E forse capisco perché Bill Bruford durante le registrazioni sbattesse la testa contro il muro in preda a crisi isteriche o Eddie Offord si addormentasse per ore sul banco del mix.
Il lato B del disco inizia con And You And I, un brano folk barocco che diventerà un altro grande classico degli YES, portando l’ascoltatore verso un altro viaggio siderale ed intima meditazione, uno dei momenti di più elevato romanticismo di tutta la produzione.
Infine Siberian Khatru, che a partire dall’insensato titolo è l’esatta testimonianza che i contenuti testuali sono funzionali solo ed esclusivamente alla musica e non a loro significato (che in questo caso proprio non esiste).
Spesso erroneamente considerato il brano tecnicamente più semplice del disco (forse è proprio il contrario) a mio modesto parere rimane forse il brano più rappresentativo dello “Yes Sound”, almeno quello del periodo classico.
Dopo l’esordio con Fragile alla cover si conferma definitivamente Roger Dean, creando e marchiando definitivamente il logo YES che tutti conosciamo ed uno spettacolare paesaggio surreale racchiuso dentro a verdi sfumature.

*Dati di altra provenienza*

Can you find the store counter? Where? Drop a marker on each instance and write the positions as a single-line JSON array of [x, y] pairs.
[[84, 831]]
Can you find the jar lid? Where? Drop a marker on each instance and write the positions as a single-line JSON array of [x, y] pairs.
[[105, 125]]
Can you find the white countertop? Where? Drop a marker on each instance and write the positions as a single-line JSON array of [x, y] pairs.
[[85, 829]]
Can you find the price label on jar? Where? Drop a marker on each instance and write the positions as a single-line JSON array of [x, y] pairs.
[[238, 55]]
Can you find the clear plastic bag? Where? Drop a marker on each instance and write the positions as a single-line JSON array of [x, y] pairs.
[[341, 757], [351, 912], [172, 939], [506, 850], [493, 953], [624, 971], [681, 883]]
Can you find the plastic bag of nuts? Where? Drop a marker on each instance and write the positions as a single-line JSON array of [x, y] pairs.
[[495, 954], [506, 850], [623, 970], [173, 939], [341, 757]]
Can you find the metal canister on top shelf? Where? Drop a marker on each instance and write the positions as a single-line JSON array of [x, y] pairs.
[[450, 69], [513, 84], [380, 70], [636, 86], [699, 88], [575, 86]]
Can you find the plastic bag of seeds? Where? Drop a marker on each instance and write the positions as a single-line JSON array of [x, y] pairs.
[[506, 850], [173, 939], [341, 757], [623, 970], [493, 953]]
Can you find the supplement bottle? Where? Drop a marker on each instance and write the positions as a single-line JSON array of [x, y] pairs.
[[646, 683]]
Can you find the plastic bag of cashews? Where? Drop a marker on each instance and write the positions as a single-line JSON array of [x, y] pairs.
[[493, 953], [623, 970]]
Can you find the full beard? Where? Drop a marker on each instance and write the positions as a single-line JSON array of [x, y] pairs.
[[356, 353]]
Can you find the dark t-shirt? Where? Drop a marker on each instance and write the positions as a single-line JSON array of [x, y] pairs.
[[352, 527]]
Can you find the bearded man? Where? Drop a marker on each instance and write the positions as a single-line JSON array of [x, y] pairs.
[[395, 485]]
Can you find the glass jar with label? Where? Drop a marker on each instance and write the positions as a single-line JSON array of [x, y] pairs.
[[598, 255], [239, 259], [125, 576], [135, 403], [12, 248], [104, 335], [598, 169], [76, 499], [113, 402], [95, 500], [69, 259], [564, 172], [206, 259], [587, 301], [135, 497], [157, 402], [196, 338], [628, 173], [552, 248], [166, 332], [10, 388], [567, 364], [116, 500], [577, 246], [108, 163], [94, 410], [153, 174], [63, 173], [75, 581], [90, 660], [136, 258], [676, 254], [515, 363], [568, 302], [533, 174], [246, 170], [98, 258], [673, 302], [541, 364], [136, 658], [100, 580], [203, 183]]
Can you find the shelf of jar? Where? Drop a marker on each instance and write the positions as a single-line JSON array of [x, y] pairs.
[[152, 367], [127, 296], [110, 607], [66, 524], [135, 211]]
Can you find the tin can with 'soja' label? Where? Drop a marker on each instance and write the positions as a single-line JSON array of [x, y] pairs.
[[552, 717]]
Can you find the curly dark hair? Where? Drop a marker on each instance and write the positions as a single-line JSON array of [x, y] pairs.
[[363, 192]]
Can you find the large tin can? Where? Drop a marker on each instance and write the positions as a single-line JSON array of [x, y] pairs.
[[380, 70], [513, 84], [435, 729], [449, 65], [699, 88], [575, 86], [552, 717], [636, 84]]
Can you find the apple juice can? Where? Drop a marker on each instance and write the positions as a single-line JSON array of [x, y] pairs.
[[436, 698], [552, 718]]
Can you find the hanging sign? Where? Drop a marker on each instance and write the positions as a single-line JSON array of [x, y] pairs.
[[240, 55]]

Il disco non rappresenta la fine del percorso creativo della band, ma certamente siamo davvero di fronte a qualcosa di irripetibile, infatti il Dream Team per come lo abbiamo descritto non esisterà più a causa dell’abbandono di Bruford (se non per la fugage reunion del ’91), il primo abbandono di una lunga serie. Ad ogni modo l’album proietterà gli YES nell’olimpo del rock, le annate 72-73 si riveleranno dorate in tutti i sensi, oltre alle prime posizioni di Close To The Edge nel nel Regno Unito e negli Stati Uniti, ciascun membro della band si prenderà il primo posto della rispettiva classifica (miglior bassista, miglior tastierista etc.). Non è poco, considerando che parliamo di un progetto musicale non propriamente commerciale.
Emblematiche da questo punto di vista le parole di Chris Squire: “Non so se gli YES sia accostabili al Rock&Roll, la nostra sfida era fare qualcosa di unico, senza seguire delle regole precise…io credo che gli YES siano un esempio per tutte quelle band che vogliono ottenere il successo percorrendo una strada differente”.
Questo “capolavoro verde” oggi compie 50 anni e bisogna dire che li porta proprio bene, ha ancora tanto da insegnare alle future generazioni e sono abbastanza convinto che tra qualche secolo verrà ammirato e studiato dal genere umano come oggi ammiriamo le opere di Mozart o Beethoven.
Per me è anche errato confinarlo al genere progressive, ma va ben oltre…audemars piguet fake è un disco rinascimentale…ed io rinasco ogni volta che lo ascolto, più o meno da 35 anni!